Thanks to both of you, I've actually went ahead with implementing FileSystemAPI following this util: https://github.com/apache/orc/blob/master/java/core/src/java/org/apache/orc/util/StreamWrapperFileSystem.java
I think it would be awesome to have ORC separated from hadoop class eventually as I have to pull those jars as dependency and of course there are multiple layers of indirection here.

On Fri, Jan 22, 2021 at 10:21 AM Owen O'Malley <owen.omalley@gmail.com> wrote:
Ok, a couple of things:
  • The PhysicalWriter was intended so that LLAP could implement a write through cache where the new file was put into the cache as well as written to long term storage.
  • The Hadoop FileSystem API, which is what ORC currently uses, is extensible and has a lot of bindings other than HDFS. For your use case, you probably want to use "file:///my-dir/my.orc"
  • Somewhere in the unit tests there is an implementation of Hadoop FileSystem that uses ByteBuffers in memory.
  • Finally, over the years there has been an ask for using ORC core without having Hadoop on the class path. Let me take a pass at that today to see if I can make that work. See https://issues.apache.org/jira/browse/ORC-508 .
.. Owen

On Tue, Jan 19, 2021 at 7:20 PM Andrey Elenskiy <andrey.elenskiy@arista.com> wrote:
Hello, currently there's only a single implementation of PhysicalWriter that I were able to find -- PhysicalFSWriter, which only gives the option to write to HDFS.

I'd like to reuse the ORC file format for my own purposes without the destination being HDFS, but just some byte buffer where I can decide myself where the bytes end up being saved.

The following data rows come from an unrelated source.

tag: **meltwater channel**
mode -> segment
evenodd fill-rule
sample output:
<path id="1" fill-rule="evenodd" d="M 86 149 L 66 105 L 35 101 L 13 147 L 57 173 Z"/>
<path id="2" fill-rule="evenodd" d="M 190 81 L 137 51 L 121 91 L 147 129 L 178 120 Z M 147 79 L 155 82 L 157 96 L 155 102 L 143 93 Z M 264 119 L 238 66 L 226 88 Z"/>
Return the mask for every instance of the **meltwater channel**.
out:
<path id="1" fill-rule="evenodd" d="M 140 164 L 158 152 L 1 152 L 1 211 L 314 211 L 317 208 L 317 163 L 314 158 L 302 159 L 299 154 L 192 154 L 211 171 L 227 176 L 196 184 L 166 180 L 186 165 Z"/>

I've started implementing PhysicalWriter, but it seems like a lot of it just ends up being copied over from PhysicalFSWriter which seems redundant. So, I'm wondering if maybe something already exists to achieve my goal of just writing resulting columns to DataOutputStream (maybe there's some unofficial Java library or I'm missing some obvious official API).

Thanks,
Andrey